Isodontia mexicana, the Mexican grass-carrying wasp, is a species of insect belonging to the family Sphecidae. It is mainly found throughout North America, but has become established in Europe, primarily France, Switzerland, Hungary, Italy, Serbia, and Spain.

The adults grow up to  long, the body is completely black, the thorax is quite hairy and the wings have a smoky-brown color. They can be encountered from early Summer through September. Females are larger and emerge as adults later in the season than males.

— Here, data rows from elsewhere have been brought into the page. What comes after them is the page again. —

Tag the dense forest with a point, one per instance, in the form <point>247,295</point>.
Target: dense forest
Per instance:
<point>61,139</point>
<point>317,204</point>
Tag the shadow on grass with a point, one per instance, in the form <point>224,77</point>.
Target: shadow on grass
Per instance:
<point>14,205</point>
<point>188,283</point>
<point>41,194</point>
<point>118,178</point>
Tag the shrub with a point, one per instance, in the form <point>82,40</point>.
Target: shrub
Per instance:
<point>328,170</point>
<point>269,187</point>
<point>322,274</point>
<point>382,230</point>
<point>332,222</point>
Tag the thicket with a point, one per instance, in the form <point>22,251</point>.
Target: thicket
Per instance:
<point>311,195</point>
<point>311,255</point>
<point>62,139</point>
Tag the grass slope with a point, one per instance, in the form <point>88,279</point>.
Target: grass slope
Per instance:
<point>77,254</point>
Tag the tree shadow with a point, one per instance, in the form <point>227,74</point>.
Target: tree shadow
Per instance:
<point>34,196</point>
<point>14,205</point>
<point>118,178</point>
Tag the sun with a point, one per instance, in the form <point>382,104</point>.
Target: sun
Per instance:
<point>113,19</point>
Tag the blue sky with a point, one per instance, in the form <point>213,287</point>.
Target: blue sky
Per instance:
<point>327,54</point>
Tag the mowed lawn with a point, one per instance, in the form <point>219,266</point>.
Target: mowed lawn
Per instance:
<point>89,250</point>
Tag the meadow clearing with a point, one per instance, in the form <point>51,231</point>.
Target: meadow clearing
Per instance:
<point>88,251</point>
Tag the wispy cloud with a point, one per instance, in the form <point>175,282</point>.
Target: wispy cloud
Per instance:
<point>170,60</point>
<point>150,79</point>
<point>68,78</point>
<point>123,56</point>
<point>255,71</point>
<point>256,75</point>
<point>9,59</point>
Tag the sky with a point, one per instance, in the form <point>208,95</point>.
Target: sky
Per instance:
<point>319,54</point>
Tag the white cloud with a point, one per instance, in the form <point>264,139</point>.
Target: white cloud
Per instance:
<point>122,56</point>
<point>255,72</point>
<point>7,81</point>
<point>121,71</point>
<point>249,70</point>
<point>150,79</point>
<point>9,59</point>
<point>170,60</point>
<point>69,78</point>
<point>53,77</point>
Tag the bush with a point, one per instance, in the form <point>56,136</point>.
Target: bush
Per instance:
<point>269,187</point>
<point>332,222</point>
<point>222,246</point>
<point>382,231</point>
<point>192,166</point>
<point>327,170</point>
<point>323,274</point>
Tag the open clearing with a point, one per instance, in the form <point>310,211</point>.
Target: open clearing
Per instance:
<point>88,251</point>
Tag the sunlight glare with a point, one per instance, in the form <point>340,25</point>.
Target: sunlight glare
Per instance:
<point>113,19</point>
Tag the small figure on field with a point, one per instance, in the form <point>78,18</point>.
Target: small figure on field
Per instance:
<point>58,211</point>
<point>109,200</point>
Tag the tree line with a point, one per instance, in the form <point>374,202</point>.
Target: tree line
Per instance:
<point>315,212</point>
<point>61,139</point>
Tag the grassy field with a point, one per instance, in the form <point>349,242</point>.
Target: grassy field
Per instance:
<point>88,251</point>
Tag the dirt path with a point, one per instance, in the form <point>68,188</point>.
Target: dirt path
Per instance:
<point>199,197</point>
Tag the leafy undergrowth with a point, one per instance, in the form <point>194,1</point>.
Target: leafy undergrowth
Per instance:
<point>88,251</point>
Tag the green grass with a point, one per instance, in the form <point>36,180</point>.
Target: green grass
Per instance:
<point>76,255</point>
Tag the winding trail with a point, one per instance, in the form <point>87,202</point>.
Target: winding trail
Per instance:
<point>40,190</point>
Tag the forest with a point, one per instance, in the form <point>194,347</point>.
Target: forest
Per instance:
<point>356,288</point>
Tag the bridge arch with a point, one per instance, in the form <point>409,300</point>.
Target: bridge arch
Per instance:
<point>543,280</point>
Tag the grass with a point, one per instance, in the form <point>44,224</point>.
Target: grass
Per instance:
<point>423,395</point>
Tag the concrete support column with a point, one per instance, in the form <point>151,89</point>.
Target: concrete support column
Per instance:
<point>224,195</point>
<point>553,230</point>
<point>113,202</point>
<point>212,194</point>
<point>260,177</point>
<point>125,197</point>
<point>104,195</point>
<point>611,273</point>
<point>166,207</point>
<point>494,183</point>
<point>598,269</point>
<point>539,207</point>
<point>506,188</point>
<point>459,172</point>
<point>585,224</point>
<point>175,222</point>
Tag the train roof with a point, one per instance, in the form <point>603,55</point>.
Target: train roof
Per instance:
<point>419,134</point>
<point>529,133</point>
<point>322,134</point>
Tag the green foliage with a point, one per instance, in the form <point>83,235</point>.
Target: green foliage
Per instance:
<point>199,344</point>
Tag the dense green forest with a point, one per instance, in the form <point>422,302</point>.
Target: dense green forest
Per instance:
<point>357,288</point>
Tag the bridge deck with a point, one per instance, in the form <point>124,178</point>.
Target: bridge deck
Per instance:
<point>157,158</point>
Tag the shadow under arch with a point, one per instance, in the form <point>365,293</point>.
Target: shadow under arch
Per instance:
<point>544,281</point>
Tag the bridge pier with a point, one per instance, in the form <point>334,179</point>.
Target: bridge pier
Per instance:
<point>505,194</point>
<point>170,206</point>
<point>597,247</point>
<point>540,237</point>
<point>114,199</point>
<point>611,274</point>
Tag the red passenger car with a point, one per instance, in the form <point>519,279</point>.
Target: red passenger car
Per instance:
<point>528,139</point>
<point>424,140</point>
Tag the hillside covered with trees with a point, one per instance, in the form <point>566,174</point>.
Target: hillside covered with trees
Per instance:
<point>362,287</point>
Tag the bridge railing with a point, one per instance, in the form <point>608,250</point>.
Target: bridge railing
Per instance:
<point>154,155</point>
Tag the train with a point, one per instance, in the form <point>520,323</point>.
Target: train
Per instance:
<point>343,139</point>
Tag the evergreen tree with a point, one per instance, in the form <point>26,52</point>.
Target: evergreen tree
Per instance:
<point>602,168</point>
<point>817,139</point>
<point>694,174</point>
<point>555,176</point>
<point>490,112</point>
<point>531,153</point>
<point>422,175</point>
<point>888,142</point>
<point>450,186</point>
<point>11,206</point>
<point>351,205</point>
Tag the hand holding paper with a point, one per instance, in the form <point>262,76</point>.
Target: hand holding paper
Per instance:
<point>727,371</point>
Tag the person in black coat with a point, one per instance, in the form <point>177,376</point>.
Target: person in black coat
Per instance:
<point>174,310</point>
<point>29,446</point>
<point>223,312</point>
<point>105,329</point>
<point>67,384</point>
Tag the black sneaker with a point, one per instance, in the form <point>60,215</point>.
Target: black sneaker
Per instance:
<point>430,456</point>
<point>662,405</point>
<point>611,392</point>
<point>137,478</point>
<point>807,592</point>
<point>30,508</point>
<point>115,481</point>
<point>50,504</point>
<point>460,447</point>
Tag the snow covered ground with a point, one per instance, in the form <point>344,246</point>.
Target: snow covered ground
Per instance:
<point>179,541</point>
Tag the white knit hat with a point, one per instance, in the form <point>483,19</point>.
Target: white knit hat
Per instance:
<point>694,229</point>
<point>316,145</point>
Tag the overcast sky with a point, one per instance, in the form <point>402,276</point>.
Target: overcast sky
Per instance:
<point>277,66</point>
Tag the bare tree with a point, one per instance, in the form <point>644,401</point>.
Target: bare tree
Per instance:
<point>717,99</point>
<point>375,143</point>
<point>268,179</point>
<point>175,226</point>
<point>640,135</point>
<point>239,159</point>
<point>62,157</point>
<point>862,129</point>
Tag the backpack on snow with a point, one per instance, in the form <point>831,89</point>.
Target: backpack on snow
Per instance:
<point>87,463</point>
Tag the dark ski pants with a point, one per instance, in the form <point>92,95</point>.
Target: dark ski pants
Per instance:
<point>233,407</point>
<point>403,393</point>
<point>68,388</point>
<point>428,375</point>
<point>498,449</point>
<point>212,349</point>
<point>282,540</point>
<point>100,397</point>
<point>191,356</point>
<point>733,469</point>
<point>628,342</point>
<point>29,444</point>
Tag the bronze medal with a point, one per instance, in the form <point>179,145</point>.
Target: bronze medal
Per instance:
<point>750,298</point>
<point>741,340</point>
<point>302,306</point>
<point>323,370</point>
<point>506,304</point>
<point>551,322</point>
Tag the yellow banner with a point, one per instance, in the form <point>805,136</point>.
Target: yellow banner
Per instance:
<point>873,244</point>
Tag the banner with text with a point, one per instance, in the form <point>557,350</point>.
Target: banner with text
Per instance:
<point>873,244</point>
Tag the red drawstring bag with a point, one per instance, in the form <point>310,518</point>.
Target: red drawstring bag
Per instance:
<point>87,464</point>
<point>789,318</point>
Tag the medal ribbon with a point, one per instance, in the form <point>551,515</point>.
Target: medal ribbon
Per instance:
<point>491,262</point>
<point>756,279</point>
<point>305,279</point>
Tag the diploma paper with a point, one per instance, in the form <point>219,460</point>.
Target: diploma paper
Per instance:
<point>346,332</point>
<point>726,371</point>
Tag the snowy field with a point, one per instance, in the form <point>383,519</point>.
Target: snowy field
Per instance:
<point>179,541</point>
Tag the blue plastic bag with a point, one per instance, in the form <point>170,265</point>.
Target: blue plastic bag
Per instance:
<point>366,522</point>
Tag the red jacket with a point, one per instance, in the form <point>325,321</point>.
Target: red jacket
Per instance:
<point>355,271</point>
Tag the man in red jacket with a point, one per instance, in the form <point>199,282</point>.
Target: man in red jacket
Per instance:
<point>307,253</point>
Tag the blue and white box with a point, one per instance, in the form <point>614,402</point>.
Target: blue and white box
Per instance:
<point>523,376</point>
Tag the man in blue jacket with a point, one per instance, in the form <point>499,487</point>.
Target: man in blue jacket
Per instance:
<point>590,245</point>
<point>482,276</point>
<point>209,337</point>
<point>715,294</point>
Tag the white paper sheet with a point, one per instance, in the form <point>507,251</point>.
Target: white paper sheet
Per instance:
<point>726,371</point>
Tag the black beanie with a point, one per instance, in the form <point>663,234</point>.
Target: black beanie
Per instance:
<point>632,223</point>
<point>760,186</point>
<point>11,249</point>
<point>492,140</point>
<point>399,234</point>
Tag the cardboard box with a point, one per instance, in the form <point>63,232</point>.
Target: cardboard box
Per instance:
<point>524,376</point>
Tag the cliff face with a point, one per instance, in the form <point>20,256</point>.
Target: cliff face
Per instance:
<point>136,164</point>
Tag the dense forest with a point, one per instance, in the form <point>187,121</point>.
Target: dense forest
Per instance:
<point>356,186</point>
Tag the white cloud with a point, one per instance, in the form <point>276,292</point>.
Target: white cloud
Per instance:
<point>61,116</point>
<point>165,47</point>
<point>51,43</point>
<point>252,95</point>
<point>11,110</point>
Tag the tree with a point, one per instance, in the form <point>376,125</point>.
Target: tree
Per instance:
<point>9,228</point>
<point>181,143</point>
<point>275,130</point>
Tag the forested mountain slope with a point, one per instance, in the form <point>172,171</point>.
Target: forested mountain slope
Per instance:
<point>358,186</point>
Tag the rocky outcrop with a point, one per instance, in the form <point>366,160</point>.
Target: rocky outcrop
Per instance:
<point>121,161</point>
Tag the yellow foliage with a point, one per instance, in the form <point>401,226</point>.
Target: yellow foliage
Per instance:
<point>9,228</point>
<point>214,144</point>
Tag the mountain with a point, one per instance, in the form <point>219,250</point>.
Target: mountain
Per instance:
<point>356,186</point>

Isodontia mexicana is a typical case of a species arrived accidentally from North America and slowly encroaching on the European continent, probably for the lack of predators or parasites.

These wasps build their nests in hollowed branches or in other natural cavities, often reusing the nests of other species. Then they line the inside with grass fragments or other plant fibers (hence the name of 'Grass-carrying wasps').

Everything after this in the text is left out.